もっとも、車線変更側が先程のような不利な要素をあっさり自認することは稀であり、直進車側が積極的に主張・立証しなければならない場合が多いですが、これが容易ではありません。
ドライブレコーダー映像では、横側が十分に映っていないことが多いですし、相手車内の様子(※ 運転しながら携帯電話を操作していたかどうか)は基本的にわかりません。
そのため、前記別冊判例タイムズ38号153図を前提とする限り、直進車の過失ゼロを実現することは困難といえるでしょう。
もっとも、車線変更事故では、常に前記別冊判例タイムズ38号153図が前提となるとは限りません。
別冊判例タイムズ38号290頁は、「ここでは、あらかじめ前方にある車両が適法に進路変更を行ったが、後方から直進してきた他の車両の進路と重なり、両車両が接触したという通常の態様の事故を想定している。
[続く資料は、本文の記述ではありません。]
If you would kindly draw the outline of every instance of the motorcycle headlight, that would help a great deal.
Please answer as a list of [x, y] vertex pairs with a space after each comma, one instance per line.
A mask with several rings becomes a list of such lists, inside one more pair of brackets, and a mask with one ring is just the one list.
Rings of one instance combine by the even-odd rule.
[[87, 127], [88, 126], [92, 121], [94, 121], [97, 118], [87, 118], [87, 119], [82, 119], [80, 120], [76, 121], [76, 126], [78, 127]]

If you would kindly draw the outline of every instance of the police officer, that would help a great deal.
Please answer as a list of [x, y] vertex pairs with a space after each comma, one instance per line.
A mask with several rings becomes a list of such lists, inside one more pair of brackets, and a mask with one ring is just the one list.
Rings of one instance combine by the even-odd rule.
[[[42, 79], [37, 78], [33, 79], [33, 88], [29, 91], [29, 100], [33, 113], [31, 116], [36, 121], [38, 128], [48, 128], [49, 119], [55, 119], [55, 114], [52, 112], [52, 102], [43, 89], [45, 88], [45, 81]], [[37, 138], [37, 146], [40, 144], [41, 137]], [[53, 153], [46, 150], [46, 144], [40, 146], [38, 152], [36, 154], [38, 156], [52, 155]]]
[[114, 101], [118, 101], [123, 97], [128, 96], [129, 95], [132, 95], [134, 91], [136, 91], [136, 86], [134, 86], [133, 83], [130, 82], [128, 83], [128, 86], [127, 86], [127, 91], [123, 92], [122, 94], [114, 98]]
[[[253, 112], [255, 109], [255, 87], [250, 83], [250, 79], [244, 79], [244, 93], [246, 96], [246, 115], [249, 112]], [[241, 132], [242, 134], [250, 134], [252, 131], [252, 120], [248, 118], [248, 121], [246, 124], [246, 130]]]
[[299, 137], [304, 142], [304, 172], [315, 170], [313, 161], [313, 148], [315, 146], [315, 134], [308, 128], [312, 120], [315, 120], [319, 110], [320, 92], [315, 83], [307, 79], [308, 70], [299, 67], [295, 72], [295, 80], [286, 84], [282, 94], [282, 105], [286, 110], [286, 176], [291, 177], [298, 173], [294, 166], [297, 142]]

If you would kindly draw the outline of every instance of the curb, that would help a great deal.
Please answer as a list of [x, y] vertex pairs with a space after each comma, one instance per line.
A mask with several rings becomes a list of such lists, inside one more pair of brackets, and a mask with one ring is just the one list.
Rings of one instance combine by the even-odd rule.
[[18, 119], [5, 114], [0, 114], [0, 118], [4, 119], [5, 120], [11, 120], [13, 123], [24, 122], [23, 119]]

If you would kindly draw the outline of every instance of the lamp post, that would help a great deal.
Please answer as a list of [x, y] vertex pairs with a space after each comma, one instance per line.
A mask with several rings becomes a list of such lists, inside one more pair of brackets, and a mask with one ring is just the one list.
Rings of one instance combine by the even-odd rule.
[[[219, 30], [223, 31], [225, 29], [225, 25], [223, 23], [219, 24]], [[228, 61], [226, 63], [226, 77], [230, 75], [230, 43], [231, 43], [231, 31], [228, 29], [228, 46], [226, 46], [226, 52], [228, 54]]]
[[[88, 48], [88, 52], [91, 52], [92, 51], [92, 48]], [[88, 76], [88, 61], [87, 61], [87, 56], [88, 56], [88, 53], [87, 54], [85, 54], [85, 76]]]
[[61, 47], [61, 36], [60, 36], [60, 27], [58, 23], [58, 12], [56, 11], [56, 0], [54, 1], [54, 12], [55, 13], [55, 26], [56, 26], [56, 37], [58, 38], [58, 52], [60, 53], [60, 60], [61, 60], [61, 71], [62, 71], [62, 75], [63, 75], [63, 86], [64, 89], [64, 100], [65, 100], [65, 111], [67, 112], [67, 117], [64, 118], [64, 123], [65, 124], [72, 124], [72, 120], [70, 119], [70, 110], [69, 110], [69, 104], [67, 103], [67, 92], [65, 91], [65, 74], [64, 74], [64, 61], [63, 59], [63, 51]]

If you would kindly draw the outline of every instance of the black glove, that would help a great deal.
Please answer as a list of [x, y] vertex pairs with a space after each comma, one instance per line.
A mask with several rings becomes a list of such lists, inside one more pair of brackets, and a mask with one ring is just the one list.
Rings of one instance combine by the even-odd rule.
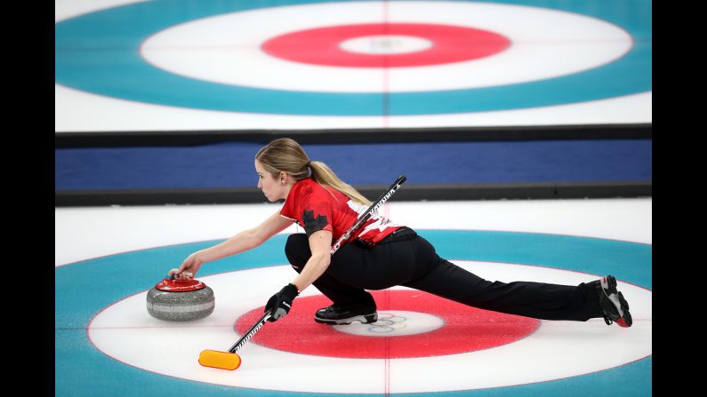
[[269, 300], [268, 300], [268, 304], [265, 305], [266, 312], [272, 309], [270, 316], [268, 317], [268, 321], [275, 322], [287, 315], [287, 314], [290, 313], [293, 299], [298, 295], [300, 295], [300, 292], [297, 291], [297, 287], [295, 287], [294, 284], [287, 284], [283, 287], [279, 292], [273, 295]]

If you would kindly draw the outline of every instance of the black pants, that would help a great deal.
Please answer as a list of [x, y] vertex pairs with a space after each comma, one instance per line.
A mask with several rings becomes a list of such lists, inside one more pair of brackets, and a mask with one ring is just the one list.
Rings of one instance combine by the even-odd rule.
[[[285, 248], [299, 273], [311, 256], [307, 235], [291, 234]], [[473, 307], [543, 320], [601, 317], [595, 282], [578, 286], [489, 282], [439, 258], [424, 238], [364, 247], [354, 242], [332, 257], [314, 286], [336, 305], [371, 302], [365, 290], [410, 287]]]

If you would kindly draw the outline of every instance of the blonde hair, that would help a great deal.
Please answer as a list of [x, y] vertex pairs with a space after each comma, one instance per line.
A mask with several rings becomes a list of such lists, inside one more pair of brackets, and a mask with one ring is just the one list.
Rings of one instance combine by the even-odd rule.
[[371, 205], [368, 199], [340, 179], [329, 166], [310, 161], [300, 144], [290, 138], [280, 138], [261, 147], [255, 160], [276, 179], [280, 172], [286, 172], [295, 180], [301, 180], [310, 176], [311, 170], [312, 179], [319, 185], [336, 189], [360, 204]]

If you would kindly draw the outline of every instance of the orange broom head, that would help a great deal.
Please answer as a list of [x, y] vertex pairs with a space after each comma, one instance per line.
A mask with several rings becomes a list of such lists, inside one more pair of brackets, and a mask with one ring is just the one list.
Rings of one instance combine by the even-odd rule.
[[241, 358], [235, 353], [205, 350], [199, 353], [199, 364], [204, 367], [234, 370], [240, 367]]

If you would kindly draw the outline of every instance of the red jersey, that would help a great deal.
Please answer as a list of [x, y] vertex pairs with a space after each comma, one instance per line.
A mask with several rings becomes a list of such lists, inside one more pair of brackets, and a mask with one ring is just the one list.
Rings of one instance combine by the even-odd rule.
[[[305, 178], [293, 186], [280, 215], [304, 227], [308, 237], [314, 232], [328, 230], [335, 242], [366, 210], [367, 206], [354, 202], [338, 190]], [[366, 245], [375, 245], [402, 226], [375, 212], [353, 234], [351, 240], [358, 238]]]

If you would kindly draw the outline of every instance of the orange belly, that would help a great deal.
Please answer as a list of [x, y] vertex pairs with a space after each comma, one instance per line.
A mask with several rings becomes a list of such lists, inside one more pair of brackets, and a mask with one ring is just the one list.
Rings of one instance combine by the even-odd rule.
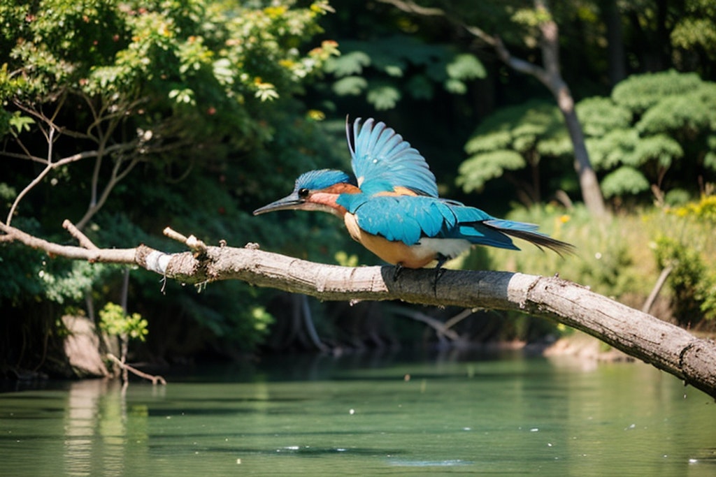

」と述べた上で、「隣の車線の前方を走行していた他の車両を追い抜いた直後に進路を変えて当該車両の進路前方に出たところ衝突した場合」や、「進路変更後の車線における前車との車間距離が十分でなく、車線を変更した後、前者への追突を避けるために直ちに急ブレーキを掛けたために衝突した場合」、「他の車両等との接触を避けるためにあわてて車線変更したところ衝突した場合」等は「本基準の対象外」で、「具体的事情を考慮して過失相殺率を検討するのが相当である」としています。
個別具体的事情を考慮して直進車の過失をゼロとした裁判例の1つに、静岡地判H31.3.14(判例秘書:L07451613)があげられます。
本件は、同じ方向に並進していた2台の自動車のうち一方が左に車線変更してきた際に発生した事故に関するものです。
第1車線を直進していた方をX、第2車線から車線変更してきた方をYとしますが、前記判決では、次のように述べて、過失割合をX:Y=0:100としました。
「…本件は、Xが法定速度を遵守してX車両を運転して片側2車線直線道路の第1車線を直進走行していたところ、第2車線をほぼ並走して直進走行していたY…が安全確認を怠ったまま第1車線への車線変更を開始し、既にほぼ真横にいたX車両に一方的に衝突してきたのであり、車線変更開始から衝突(接触)まで僅か1.5秒にも満たなかったというのであるから、Xからすればおよそ結果回避可能性がなかった事故というべきであり、・・・過失割合は、X 0%、Y 100%と認めるのが相当である。」と判示しました。
並走状態であれば、合図(ウインカー)は見えないし、真横の自動車が車線変更してきたら回避困難であること等に鑑みると、前記判決の判断は妥当と思われます。
153図を前提に修正要素を主張・立証するか、153図の対象外である事故として個別具体的事情を主張するかは、事例ごとの判断となり、一概には言えません。
信頼できる弁護士との間で、十分な協議・検討を踏まえて決めるべきでしょう。